I'm assuming that you've already taken the step of identifying the organizational challenges that you're attempting to correct, that you've adequately documented your environment, and that you're at least basically familiar with the terms and concepts discussed in this article and the previous article in this series.

For a complete enterprise-wide rollout of SMS, you should consider the following steps as a part of your deployment plan:

  1. Understand SMS basics and deploy the product into a test environment similar enough to the real environment to be able to get a sense of how the product will perform and whether it will meet your organizational needs.
  2. Perform preplanning steps that analyze your current environment and management tools, and determine opportunities for integration (i.e. integration with a help desk product such as FootPrints)
  3. Create the SMS hierarchy.
  4. Installation planning.
  5. Deploy SMS, taking into consideration security and recovery needs.
  6. Deploy clients.
  7. Assess.

For this article series, I will be skipping steps 1 and 6; step 5 will be included, but will be limited to deploying SMS. The SMS 2003 Concepts, Planning, and Deployment guide will provide you with a complete breakdown of Microsoft's usual recommendations for enterprise software deployments.

SMS hierarchy design

One of the more important planning steps in your SMS deployment is the hierarchical design, including site type and placement, role setting, and more. For small environments that plan to run from a single server with a single site, this step is not critical, but if you have a need to support multiple locations, or you're a large, distributed organization, this step is critical as it can mean the difference between the success and failure of your project.
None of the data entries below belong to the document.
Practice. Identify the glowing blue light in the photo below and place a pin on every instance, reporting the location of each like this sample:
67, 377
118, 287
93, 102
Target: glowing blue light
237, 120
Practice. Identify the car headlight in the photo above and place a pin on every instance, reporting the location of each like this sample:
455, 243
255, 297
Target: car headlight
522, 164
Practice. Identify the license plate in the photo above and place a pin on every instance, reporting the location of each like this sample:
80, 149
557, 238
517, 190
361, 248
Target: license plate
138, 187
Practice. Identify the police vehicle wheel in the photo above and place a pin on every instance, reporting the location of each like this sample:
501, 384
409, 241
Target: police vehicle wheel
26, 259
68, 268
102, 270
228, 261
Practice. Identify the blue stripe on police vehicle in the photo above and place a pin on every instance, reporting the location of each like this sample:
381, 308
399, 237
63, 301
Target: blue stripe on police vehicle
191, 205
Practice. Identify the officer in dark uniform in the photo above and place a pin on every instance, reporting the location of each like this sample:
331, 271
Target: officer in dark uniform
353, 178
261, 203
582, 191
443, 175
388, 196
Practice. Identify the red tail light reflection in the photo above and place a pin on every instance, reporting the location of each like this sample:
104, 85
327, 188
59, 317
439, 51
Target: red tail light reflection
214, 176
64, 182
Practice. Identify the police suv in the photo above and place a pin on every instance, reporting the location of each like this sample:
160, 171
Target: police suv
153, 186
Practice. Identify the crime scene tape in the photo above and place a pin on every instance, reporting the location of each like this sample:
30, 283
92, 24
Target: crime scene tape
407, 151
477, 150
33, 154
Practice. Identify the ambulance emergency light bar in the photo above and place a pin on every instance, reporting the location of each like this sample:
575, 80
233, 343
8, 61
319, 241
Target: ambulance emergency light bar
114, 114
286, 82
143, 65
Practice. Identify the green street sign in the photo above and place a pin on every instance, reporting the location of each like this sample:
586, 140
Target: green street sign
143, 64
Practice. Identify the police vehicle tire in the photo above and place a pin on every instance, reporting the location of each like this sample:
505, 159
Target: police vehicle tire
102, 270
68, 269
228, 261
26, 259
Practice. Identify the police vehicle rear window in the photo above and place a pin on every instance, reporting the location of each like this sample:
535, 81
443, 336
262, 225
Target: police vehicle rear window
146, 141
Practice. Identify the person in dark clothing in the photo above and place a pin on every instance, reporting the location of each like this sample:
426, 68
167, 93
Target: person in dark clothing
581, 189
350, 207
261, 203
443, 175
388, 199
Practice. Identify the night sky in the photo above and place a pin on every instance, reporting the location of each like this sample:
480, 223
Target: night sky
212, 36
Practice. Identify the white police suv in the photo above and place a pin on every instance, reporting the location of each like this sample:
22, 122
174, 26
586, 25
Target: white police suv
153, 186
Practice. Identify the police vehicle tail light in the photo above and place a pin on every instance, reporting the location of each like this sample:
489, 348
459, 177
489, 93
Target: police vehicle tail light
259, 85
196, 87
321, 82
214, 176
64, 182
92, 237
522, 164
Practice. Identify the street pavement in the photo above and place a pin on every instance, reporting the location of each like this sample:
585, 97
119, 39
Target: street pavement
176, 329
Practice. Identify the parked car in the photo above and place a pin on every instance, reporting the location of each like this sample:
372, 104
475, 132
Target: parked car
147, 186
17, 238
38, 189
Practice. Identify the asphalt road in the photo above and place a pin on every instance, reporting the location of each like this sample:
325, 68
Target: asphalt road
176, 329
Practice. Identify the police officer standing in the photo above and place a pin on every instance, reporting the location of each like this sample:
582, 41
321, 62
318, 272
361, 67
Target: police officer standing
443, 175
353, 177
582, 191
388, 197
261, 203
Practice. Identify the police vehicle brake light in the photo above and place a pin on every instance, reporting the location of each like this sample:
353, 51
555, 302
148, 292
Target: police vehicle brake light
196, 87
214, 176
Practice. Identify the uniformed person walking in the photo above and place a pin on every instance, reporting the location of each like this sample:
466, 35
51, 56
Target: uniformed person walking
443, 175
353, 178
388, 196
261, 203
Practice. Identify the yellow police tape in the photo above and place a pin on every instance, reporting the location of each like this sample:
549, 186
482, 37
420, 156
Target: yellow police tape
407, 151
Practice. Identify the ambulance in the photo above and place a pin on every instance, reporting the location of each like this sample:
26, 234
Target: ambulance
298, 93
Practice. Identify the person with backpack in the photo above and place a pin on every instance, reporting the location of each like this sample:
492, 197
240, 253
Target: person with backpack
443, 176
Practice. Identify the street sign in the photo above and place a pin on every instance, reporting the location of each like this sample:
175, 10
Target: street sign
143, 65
Planning for this step consists, among other things, of making sure you have an appropriate design diagram of your entire network infrastructure, broken down by IP subnet. Your diagram should include all of your various geographic locations as well, in order to be able to more adequately determine which sites should be primary and which should be secondary, and which other roles are needed to support your overall SMS infrastructure.

Don't forget to include bandwidth calculations between major locations as bandwidth needs will help you to determine where you need to deploy distribution servers. As a part of your bandwidth calculations, also try to ascertain at what times of day you have peak loads on your interconnections. Further, your diagram should indicate how many clients exist in each location and on each subnet, as well as information regarding your Active Directory hierarchy. Bear in mind that SMS can be deployed in such a way that it uses your Active Directory site structure, so this information is important.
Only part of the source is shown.